The nurses can handle a lot of what doctors would normally handle, he said.
“I don’t know if they’re officially called nurse practitioners, but they function like a nurse practitioner. Because when they go out to these remote clinics, often they’re the only one at these places that are treating and diagnosing. They can call and get help from the parent hospital, but you can’t see the patient who’s days away by hike or an hour or more plane ride.”
The hospital meets spiritual as well as medical needs, they said. Nurses are also trained in ministry and go into the villages throughout the mountainous country surrounding Kudjip, planting a number of churches in surrounding communities.
A lot of the churches in the country were actually started through medical mission efforts, Nathan said.
Chaplains visit patients daily and doctors will often talk with patients about spiritual concerns.
About 15 percent of patients are there because of violent trauma, Nathan said.

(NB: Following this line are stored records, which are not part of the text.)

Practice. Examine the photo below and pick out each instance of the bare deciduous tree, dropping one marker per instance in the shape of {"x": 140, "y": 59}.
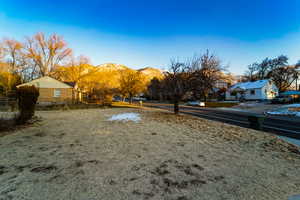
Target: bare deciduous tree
{"x": 206, "y": 71}
{"x": 131, "y": 83}
{"x": 176, "y": 84}
{"x": 284, "y": 77}
{"x": 46, "y": 53}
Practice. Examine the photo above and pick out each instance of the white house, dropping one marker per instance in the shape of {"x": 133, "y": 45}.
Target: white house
{"x": 257, "y": 90}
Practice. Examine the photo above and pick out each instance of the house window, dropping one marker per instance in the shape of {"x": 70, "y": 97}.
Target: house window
{"x": 57, "y": 93}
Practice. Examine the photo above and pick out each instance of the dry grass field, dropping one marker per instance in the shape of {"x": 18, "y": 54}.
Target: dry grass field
{"x": 80, "y": 154}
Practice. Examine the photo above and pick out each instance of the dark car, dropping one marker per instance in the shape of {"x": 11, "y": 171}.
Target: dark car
{"x": 282, "y": 99}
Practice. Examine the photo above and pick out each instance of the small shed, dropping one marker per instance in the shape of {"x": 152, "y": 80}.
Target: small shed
{"x": 52, "y": 90}
{"x": 257, "y": 90}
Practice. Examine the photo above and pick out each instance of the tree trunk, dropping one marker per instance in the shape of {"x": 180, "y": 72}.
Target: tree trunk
{"x": 176, "y": 107}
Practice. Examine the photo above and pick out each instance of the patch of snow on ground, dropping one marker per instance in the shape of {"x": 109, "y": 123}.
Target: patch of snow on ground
{"x": 125, "y": 117}
{"x": 285, "y": 110}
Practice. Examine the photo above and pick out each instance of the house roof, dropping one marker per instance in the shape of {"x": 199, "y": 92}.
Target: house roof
{"x": 250, "y": 85}
{"x": 46, "y": 82}
{"x": 290, "y": 92}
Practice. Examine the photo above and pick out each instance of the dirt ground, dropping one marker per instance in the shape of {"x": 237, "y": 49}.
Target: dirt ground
{"x": 79, "y": 154}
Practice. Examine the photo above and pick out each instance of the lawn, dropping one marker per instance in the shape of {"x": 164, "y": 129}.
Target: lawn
{"x": 81, "y": 154}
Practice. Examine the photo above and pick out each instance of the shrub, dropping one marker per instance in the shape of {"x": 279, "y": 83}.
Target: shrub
{"x": 27, "y": 98}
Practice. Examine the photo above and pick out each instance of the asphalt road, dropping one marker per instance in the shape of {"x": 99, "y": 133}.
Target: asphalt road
{"x": 283, "y": 126}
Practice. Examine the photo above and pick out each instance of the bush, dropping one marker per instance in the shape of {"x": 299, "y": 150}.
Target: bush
{"x": 27, "y": 98}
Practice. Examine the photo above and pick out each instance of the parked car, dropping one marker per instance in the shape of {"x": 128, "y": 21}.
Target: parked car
{"x": 282, "y": 99}
{"x": 196, "y": 103}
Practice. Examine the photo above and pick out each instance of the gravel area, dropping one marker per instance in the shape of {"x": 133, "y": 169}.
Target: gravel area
{"x": 80, "y": 154}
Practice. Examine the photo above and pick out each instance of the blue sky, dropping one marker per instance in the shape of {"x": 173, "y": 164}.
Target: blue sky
{"x": 141, "y": 33}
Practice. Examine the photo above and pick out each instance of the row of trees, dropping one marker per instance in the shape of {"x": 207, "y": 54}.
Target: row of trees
{"x": 276, "y": 69}
{"x": 194, "y": 78}
{"x": 39, "y": 55}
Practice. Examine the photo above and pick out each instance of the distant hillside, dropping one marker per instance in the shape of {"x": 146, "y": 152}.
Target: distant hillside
{"x": 149, "y": 72}
{"x": 112, "y": 67}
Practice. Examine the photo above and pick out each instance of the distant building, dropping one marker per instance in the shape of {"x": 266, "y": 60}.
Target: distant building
{"x": 257, "y": 90}
{"x": 54, "y": 91}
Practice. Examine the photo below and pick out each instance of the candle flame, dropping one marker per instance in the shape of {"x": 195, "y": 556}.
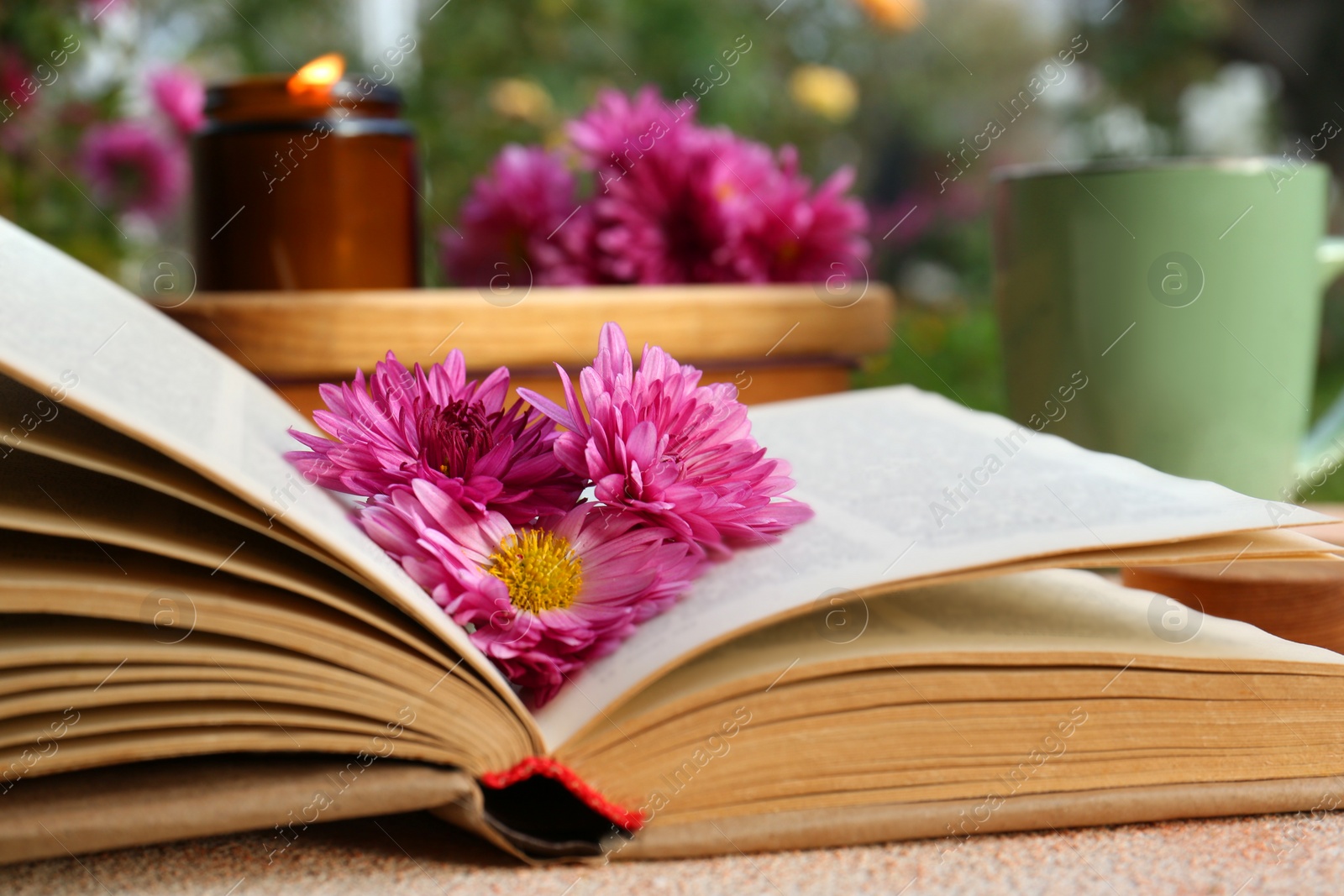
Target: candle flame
{"x": 318, "y": 76}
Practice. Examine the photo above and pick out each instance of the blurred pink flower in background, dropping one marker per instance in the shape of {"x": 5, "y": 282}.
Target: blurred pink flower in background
{"x": 134, "y": 168}
{"x": 181, "y": 97}
{"x": 511, "y": 222}
{"x": 674, "y": 203}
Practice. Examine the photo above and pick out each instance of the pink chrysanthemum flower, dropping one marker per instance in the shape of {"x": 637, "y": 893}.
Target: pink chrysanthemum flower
{"x": 543, "y": 600}
{"x": 434, "y": 425}
{"x": 131, "y": 165}
{"x": 181, "y": 97}
{"x": 678, "y": 453}
{"x": 517, "y": 224}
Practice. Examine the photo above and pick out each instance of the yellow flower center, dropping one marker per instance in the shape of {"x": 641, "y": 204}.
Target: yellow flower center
{"x": 541, "y": 570}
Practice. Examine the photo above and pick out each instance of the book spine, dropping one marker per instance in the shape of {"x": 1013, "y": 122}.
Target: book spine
{"x": 628, "y": 819}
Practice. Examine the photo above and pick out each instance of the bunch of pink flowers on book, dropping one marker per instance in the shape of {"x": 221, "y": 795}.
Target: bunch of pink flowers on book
{"x": 640, "y": 192}
{"x": 550, "y": 531}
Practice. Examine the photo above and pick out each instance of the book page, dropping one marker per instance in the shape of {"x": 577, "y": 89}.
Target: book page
{"x": 909, "y": 485}
{"x": 89, "y": 344}
{"x": 1025, "y": 617}
{"x": 35, "y": 423}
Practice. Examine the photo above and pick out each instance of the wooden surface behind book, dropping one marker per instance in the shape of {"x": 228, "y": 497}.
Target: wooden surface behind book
{"x": 772, "y": 342}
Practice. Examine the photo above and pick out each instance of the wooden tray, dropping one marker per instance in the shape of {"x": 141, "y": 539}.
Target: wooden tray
{"x": 774, "y": 342}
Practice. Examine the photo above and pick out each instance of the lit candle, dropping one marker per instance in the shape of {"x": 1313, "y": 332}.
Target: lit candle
{"x": 306, "y": 183}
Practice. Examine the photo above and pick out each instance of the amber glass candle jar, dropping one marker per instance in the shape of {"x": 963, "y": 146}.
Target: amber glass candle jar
{"x": 306, "y": 190}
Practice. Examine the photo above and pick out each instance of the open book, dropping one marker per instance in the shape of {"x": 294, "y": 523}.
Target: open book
{"x": 197, "y": 641}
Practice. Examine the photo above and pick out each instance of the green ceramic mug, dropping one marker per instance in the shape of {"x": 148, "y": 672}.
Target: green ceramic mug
{"x": 1186, "y": 297}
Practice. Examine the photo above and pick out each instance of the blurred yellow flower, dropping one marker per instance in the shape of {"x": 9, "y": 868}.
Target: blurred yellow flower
{"x": 521, "y": 98}
{"x": 824, "y": 90}
{"x": 897, "y": 15}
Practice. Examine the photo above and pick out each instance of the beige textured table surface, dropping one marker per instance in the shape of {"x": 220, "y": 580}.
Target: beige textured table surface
{"x": 418, "y": 855}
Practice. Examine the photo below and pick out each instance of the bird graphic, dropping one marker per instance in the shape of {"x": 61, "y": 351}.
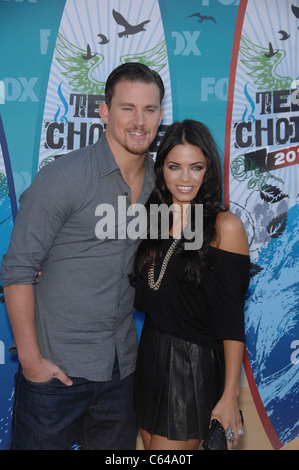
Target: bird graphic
{"x": 103, "y": 38}
{"x": 89, "y": 55}
{"x": 202, "y": 18}
{"x": 284, "y": 35}
{"x": 83, "y": 75}
{"x": 271, "y": 52}
{"x": 129, "y": 29}
{"x": 262, "y": 66}
{"x": 80, "y": 72}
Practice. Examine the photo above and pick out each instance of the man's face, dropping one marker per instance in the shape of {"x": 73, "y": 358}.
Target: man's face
{"x": 133, "y": 118}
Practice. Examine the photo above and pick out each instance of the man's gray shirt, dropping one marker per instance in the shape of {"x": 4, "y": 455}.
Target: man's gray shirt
{"x": 84, "y": 301}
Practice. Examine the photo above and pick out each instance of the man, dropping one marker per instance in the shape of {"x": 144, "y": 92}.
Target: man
{"x": 74, "y": 329}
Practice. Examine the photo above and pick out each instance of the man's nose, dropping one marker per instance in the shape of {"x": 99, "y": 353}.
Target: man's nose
{"x": 138, "y": 117}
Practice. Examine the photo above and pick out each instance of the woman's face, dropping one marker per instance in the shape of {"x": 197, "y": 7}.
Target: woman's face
{"x": 184, "y": 169}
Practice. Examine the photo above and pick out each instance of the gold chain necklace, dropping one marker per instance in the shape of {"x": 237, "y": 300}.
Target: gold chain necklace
{"x": 150, "y": 275}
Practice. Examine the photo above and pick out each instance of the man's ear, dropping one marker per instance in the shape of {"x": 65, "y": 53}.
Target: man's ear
{"x": 104, "y": 112}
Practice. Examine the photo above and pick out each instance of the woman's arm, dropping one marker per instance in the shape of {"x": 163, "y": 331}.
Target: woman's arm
{"x": 231, "y": 237}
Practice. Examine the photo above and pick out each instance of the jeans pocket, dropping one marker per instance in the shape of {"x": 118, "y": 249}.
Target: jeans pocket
{"x": 38, "y": 384}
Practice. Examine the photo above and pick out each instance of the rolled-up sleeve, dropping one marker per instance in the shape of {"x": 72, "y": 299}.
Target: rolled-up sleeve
{"x": 44, "y": 207}
{"x": 227, "y": 291}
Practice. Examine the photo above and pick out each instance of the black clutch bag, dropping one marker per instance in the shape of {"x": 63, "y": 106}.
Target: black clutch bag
{"x": 216, "y": 439}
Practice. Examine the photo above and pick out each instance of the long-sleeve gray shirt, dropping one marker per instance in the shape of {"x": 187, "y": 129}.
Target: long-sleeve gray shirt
{"x": 84, "y": 302}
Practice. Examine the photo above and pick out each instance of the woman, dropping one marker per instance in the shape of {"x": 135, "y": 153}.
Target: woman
{"x": 191, "y": 348}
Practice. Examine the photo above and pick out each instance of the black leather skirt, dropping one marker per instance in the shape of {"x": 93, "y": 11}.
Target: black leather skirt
{"x": 177, "y": 384}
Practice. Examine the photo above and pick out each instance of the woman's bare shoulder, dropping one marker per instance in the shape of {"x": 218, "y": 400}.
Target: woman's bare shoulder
{"x": 231, "y": 233}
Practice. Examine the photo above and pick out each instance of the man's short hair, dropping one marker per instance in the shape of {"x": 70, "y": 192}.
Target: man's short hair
{"x": 134, "y": 72}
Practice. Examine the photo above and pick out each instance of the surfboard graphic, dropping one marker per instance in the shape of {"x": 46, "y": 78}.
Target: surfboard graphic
{"x": 94, "y": 37}
{"x": 261, "y": 186}
{"x": 8, "y": 210}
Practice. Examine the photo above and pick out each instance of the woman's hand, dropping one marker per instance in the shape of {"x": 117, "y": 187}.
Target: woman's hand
{"x": 227, "y": 412}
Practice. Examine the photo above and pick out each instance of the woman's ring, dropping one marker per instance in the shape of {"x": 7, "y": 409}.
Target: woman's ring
{"x": 229, "y": 434}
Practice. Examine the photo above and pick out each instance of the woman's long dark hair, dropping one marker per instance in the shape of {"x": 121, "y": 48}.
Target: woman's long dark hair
{"x": 209, "y": 195}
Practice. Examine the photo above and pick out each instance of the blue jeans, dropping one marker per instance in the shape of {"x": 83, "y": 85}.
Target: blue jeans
{"x": 52, "y": 416}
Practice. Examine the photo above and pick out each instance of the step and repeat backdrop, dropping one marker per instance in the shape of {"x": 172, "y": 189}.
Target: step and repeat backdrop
{"x": 232, "y": 64}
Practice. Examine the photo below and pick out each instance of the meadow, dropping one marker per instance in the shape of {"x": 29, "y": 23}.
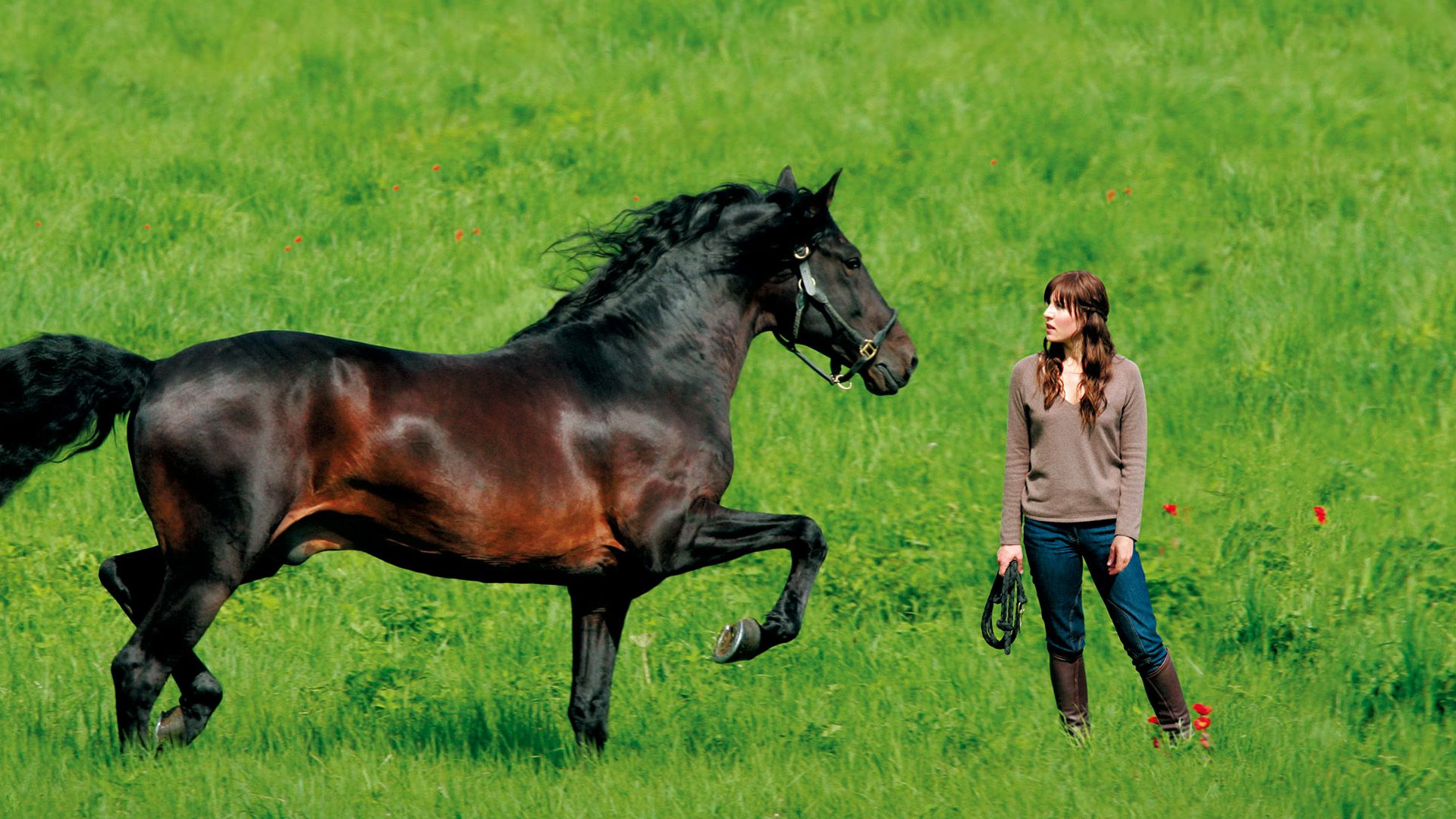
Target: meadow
{"x": 1267, "y": 190}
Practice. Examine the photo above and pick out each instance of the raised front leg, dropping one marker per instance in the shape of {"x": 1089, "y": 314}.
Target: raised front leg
{"x": 596, "y": 629}
{"x": 717, "y": 535}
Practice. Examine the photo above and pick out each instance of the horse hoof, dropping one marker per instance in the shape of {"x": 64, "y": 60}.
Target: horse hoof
{"x": 171, "y": 727}
{"x": 739, "y": 642}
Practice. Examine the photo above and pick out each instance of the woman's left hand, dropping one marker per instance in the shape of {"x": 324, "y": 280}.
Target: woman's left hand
{"x": 1120, "y": 554}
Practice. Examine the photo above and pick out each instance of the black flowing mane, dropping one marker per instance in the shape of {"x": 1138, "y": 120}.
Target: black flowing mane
{"x": 632, "y": 243}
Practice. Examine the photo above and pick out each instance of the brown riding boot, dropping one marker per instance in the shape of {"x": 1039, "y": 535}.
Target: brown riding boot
{"x": 1069, "y": 686}
{"x": 1165, "y": 695}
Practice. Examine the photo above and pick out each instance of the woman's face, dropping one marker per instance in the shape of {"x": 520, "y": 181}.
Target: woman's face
{"x": 1062, "y": 324}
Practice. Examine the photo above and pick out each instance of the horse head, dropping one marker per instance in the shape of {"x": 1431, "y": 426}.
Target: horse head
{"x": 821, "y": 297}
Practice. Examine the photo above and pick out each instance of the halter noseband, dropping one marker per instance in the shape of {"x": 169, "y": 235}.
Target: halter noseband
{"x": 868, "y": 347}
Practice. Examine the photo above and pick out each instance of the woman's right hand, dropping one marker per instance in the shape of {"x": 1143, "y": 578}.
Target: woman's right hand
{"x": 1006, "y": 554}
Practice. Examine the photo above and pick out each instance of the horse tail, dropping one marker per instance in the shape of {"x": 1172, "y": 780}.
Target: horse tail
{"x": 61, "y": 392}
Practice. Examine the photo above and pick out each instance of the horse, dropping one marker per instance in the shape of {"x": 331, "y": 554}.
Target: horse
{"x": 590, "y": 450}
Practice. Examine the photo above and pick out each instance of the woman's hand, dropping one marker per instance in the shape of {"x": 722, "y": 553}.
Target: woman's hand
{"x": 1120, "y": 553}
{"x": 1006, "y": 554}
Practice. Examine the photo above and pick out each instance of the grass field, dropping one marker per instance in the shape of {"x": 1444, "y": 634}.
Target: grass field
{"x": 1269, "y": 194}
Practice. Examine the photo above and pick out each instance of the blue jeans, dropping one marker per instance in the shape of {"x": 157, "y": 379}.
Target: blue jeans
{"x": 1055, "y": 556}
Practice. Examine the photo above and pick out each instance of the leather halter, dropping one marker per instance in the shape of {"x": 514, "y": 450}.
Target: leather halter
{"x": 868, "y": 347}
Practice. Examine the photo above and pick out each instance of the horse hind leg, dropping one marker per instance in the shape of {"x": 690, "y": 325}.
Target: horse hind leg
{"x": 162, "y": 646}
{"x": 134, "y": 580}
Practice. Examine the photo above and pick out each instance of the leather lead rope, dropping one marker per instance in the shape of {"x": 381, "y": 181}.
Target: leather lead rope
{"x": 1006, "y": 594}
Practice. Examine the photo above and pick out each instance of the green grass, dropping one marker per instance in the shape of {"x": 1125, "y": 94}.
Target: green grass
{"x": 1282, "y": 271}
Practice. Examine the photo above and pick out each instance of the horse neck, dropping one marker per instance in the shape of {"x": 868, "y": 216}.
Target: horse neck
{"x": 683, "y": 328}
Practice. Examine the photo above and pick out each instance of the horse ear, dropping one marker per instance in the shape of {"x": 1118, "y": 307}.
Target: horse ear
{"x": 786, "y": 181}
{"x": 826, "y": 194}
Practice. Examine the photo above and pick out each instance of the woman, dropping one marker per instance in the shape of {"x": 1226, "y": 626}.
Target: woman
{"x": 1076, "y": 452}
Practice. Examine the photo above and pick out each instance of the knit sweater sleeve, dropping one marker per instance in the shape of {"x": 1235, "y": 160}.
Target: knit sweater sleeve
{"x": 1134, "y": 458}
{"x": 1018, "y": 461}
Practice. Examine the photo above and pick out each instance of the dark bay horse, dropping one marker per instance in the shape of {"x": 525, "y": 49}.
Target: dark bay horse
{"x": 588, "y": 452}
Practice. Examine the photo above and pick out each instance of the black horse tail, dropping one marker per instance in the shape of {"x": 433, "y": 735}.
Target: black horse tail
{"x": 61, "y": 392}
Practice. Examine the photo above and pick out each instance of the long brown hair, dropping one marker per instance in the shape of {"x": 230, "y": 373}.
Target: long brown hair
{"x": 1082, "y": 293}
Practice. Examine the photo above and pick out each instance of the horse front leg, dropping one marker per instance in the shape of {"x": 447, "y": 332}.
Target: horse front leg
{"x": 717, "y": 535}
{"x": 596, "y": 630}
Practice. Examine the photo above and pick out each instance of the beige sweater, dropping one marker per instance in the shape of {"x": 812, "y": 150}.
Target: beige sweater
{"x": 1062, "y": 474}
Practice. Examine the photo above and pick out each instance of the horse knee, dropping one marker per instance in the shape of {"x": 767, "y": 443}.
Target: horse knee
{"x": 813, "y": 539}
{"x": 109, "y": 576}
{"x": 204, "y": 691}
{"x": 133, "y": 670}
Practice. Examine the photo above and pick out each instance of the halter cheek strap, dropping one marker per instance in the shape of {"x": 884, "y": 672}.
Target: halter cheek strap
{"x": 867, "y": 347}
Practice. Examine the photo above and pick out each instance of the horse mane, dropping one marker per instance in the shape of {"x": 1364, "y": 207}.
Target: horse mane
{"x": 629, "y": 246}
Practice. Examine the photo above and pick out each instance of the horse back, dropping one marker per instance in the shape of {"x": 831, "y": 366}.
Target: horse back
{"x": 459, "y": 465}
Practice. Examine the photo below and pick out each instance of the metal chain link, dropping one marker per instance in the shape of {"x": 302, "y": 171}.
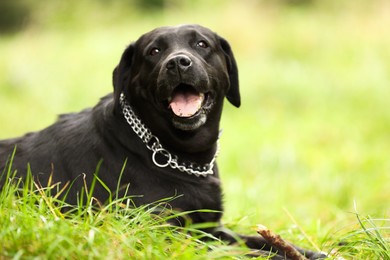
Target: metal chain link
{"x": 153, "y": 144}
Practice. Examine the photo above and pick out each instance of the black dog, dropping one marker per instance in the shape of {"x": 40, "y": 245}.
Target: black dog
{"x": 163, "y": 120}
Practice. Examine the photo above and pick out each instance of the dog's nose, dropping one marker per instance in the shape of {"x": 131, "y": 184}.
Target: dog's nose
{"x": 181, "y": 62}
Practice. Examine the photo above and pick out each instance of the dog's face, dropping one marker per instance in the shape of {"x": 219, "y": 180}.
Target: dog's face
{"x": 177, "y": 77}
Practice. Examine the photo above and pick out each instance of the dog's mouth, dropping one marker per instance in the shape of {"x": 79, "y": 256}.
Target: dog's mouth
{"x": 185, "y": 101}
{"x": 188, "y": 107}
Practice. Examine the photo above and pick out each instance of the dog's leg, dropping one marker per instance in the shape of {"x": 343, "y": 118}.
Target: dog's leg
{"x": 262, "y": 247}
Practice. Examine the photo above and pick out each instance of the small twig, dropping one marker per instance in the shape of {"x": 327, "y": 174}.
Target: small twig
{"x": 278, "y": 242}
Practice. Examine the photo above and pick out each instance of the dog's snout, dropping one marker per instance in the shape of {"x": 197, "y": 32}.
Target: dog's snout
{"x": 181, "y": 62}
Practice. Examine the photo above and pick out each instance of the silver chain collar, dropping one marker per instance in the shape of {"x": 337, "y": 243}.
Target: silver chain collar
{"x": 153, "y": 144}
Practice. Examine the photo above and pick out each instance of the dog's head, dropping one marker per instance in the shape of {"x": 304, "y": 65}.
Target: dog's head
{"x": 177, "y": 78}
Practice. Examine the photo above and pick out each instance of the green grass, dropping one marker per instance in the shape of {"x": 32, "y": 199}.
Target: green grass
{"x": 310, "y": 141}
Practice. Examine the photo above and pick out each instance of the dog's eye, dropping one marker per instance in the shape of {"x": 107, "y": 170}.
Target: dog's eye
{"x": 154, "y": 51}
{"x": 202, "y": 44}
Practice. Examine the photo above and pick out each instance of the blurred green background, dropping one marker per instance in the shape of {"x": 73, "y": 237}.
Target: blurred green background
{"x": 313, "y": 134}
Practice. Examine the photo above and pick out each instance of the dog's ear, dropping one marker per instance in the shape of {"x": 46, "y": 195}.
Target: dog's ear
{"x": 121, "y": 74}
{"x": 233, "y": 94}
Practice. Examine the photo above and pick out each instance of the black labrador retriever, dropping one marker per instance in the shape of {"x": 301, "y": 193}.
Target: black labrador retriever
{"x": 162, "y": 119}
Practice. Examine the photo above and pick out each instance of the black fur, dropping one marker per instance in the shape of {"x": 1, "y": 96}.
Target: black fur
{"x": 76, "y": 143}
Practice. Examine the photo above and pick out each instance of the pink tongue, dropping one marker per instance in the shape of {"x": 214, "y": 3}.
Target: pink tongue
{"x": 186, "y": 104}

“Domestic violence is huge, as is car accidents. So, a lot of these people, if there wasn’t a hospital with physicians there, they would die.”
Beckey recalled a conversation with a couple who has served in rural Papua New Guinea.
“Rural is a day’s hike, or multiple days hikes, or you fly in. When they got to the village, 70 percent of the babies were dying. They were able to teach them just some basic medical care and how to take care of the babies. Seventy percent started surviving.”
“The whole system is integrated to try to change the healthcare of that region and the country, to improve it.”